You can drink bone broth all on it's own, but my favourite way to use it is as an ingredient in other recipes. It adds a richness and depth that is incredible and that I never experience with store-bought stocks and bullion cubes. (No wonder, since store-bought stocks and broths don't contain any of the health-boosting compounds found in homemade bone broth!) I like to make a concentrated form of bone broth that I freeze into 1/4-cup portions and then use in soups, sauces, and different veggie dishes (like Cauliflower & Cheese). It's in a concentrated form, so if making soup, dilute each cup of broth with 1-2 cups of water (depending on taste).
Making bone broth is also great if you have a bit of frustration or aggression to get out of your system. It's essential to break the bones and joints before putting them on to simmer, which you can do with either a meat cleaver or a mallet. Bam, bam, bam! Whack, whack, whack!
I use only organic, naturally-fed animal carcasses in order to ensure that the broth has anti-inflammatory rather than pro-inflammatory properties. You can try roasting a chicken and using the carcass afterwards, but I like to order fresh carcasses for £1 each along with my weekly vegetable box from Abel & Cole. Bonus: they come with giblets, which you can use for making Italian Meatballs!
My new favourite brew! In a study of the antioxidants in hundreds of drinks, hibiscus tea came out on top, way above even the next highest, matcha tea (which, itself, is much higher than standard green tea!). (nutritionfacts.org) With fresh mint and lemon, it tastes just like a deliciously fruity punch.
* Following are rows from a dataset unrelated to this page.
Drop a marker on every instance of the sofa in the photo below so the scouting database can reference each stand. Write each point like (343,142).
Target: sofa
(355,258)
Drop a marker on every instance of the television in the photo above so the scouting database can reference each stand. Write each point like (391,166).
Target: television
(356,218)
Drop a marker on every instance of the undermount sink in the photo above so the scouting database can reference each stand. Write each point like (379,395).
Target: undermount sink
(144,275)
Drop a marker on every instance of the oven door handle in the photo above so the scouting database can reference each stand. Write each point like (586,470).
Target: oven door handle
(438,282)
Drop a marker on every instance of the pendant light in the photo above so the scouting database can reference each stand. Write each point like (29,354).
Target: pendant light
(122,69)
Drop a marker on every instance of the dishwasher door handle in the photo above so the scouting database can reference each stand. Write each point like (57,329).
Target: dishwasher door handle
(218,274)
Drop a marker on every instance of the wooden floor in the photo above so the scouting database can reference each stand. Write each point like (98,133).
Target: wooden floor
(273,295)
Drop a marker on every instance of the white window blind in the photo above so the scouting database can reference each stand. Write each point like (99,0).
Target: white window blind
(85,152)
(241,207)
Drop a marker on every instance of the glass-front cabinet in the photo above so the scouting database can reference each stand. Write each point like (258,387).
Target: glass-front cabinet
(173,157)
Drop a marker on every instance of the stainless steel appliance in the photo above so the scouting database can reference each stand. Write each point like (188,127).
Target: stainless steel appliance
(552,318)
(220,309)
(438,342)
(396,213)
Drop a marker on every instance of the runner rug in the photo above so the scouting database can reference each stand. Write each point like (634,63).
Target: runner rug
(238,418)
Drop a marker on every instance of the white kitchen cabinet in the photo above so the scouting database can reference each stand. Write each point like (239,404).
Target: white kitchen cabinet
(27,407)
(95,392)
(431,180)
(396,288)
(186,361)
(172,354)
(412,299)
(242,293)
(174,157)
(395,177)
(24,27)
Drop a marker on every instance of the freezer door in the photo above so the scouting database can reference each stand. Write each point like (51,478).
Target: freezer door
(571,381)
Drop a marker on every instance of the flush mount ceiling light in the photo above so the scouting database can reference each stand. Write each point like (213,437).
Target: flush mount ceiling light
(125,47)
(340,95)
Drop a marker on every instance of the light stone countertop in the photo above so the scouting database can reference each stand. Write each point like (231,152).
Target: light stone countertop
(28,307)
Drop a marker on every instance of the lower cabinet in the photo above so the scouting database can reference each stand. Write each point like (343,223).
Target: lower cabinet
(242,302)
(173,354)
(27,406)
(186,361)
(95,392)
Drink hot or cold, it's great both ways!
I like Yogi Tea's organic "Women's Energy" hibiscus blend with liquorice, peppermint, raspberry leaves, angelica root, cinnamon, ginger and other lovely organic spices. The cinnamon and liquorice give the tea just a touch of sweetness without the need for sugar. But you can use any hibiscus tea that you'd like or even the whole dried flowers.
For a raw vegan version, use water below 40 degrees C/104 degrees F. Due to the cooler temperature, it will need to brew for about 15-20 minutes.